Так я отвечал. Точнее – отшучивался. Ну правда, как-то глупо объяснять эти вещи всерьез: кто знает – тот знает, а кто не знает – тому не объяснишь, хоть обговорись. Для аниматора нет разницы между днем и ночью, между отдыхом и работой. Даже если анимабокс заперт, в
Анимацентре остались только охранники и сам он сидит, подвыпивший, в
“Альпине” и слушает мяукающие стоны саксофона, ему ни на секунду не уйти от себя. Где бы он ни был, чем бы ни занимался, его жадное нутро хватает живые куски окружающего, моментально разжевывает, сплевывает труху, а все, что было в этой плоти питательного, до поры до времени прячет в одном из бесчисленных закоулков мозга…

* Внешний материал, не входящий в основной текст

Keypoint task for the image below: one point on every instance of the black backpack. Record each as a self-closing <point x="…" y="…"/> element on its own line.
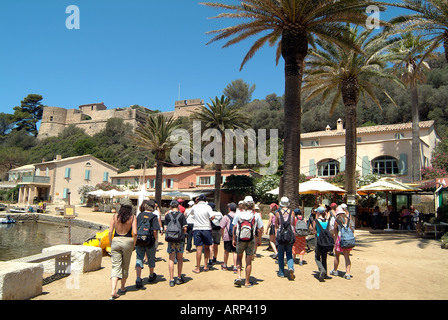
<point x="145" y="233"/>
<point x="325" y="241"/>
<point x="285" y="234"/>
<point x="173" y="229"/>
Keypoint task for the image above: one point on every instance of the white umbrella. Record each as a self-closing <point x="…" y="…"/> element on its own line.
<point x="97" y="193"/>
<point x="318" y="186"/>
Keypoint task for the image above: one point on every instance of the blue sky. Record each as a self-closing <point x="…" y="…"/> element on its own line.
<point x="125" y="52"/>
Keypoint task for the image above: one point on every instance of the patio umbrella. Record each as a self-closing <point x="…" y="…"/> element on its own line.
<point x="318" y="186"/>
<point x="386" y="185"/>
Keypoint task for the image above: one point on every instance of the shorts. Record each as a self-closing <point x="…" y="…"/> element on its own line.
<point x="228" y="246"/>
<point x="246" y="246"/>
<point x="150" y="253"/>
<point x="177" y="247"/>
<point x="202" y="237"/>
<point x="216" y="236"/>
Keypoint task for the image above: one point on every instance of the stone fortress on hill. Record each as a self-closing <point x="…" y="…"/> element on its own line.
<point x="93" y="117"/>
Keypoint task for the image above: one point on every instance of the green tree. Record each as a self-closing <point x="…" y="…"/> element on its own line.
<point x="409" y="63"/>
<point x="220" y="115"/>
<point x="29" y="113"/>
<point x="431" y="17"/>
<point x="292" y="25"/>
<point x="239" y="93"/>
<point x="339" y="73"/>
<point x="154" y="135"/>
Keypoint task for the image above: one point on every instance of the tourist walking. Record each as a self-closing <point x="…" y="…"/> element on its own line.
<point x="175" y="229"/>
<point x="245" y="223"/>
<point x="202" y="231"/>
<point x="299" y="247"/>
<point x="270" y="229"/>
<point x="285" y="235"/>
<point x="123" y="225"/>
<point x="216" y="233"/>
<point x="322" y="235"/>
<point x="190" y="221"/>
<point x="227" y="236"/>
<point x="146" y="251"/>
<point x="342" y="221"/>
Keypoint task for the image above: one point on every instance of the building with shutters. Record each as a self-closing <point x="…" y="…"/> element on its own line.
<point x="383" y="149"/>
<point x="54" y="181"/>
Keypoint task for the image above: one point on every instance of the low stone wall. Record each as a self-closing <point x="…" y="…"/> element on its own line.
<point x="54" y="219"/>
<point x="20" y="281"/>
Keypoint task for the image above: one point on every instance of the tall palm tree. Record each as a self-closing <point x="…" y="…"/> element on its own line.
<point x="293" y="25"/>
<point x="431" y="18"/>
<point x="410" y="65"/>
<point x="220" y="115"/>
<point x="154" y="135"/>
<point x="348" y="74"/>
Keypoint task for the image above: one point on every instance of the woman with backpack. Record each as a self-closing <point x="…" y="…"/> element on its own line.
<point x="342" y="221"/>
<point x="299" y="246"/>
<point x="123" y="226"/>
<point x="175" y="229"/>
<point x="271" y="229"/>
<point x="324" y="242"/>
<point x="284" y="219"/>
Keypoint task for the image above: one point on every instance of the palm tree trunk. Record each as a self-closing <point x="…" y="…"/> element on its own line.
<point x="294" y="49"/>
<point x="159" y="176"/>
<point x="445" y="44"/>
<point x="415" y="134"/>
<point x="218" y="168"/>
<point x="350" y="95"/>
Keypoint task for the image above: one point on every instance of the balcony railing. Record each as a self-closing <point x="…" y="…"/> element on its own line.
<point x="35" y="179"/>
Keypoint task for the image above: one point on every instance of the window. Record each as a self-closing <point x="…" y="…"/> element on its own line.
<point x="328" y="168"/>
<point x="385" y="165"/>
<point x="205" y="180"/>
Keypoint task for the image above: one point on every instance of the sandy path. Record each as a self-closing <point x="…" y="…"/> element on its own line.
<point x="383" y="267"/>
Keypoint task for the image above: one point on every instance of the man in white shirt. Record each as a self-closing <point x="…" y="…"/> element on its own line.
<point x="202" y="231"/>
<point x="246" y="246"/>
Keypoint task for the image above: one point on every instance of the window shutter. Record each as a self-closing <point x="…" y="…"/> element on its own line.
<point x="342" y="164"/>
<point x="366" y="166"/>
<point x="403" y="164"/>
<point x="312" y="170"/>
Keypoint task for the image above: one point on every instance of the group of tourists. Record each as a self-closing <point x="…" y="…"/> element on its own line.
<point x="241" y="230"/>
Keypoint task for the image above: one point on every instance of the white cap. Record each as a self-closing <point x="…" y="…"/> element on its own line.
<point x="248" y="199"/>
<point x="284" y="202"/>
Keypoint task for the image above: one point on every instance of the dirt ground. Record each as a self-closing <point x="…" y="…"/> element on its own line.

Но Клара относилась к моим занятиям довольно легковесно. Она не испытывала трепета перед образом пламени, возженного аниматором, перед ней не распахивались шторы вечности, ее не поражала мысль о том, что человека уже нет, и аниматора скоро не станет, как не станет его друзей и знакомых, и просто соседей по времени, и еще пролетят года, и даже века, и даже, возможно, тысячелетия, и все пройдет, все на земле изменится – а пламя все так же будет трепетать в колбе, напоминая кому-то дальнему, что оно – отпечаток живой души…
Клара придерживалась мнения, что жизнь продлевается совсем другими средствами.
Я привычно шаркнул подошвами по ребристой железке и ступил на приступок входа.
По сравнению с белокаменными первым и вторым, возле которых вечно толчется взвинченная толпа, шестой подъезд выглядит совсем неприметно – ни мрамора, ни вывесок. Дверь самая невыдающаяся – обшарпанный алюминиевый каркас с двойными стеклами. Одно из них давным-давно расколото – трещина снизу доверху угловатой молнией. А никому и дела нет. Иллюзия всеобщей доступности.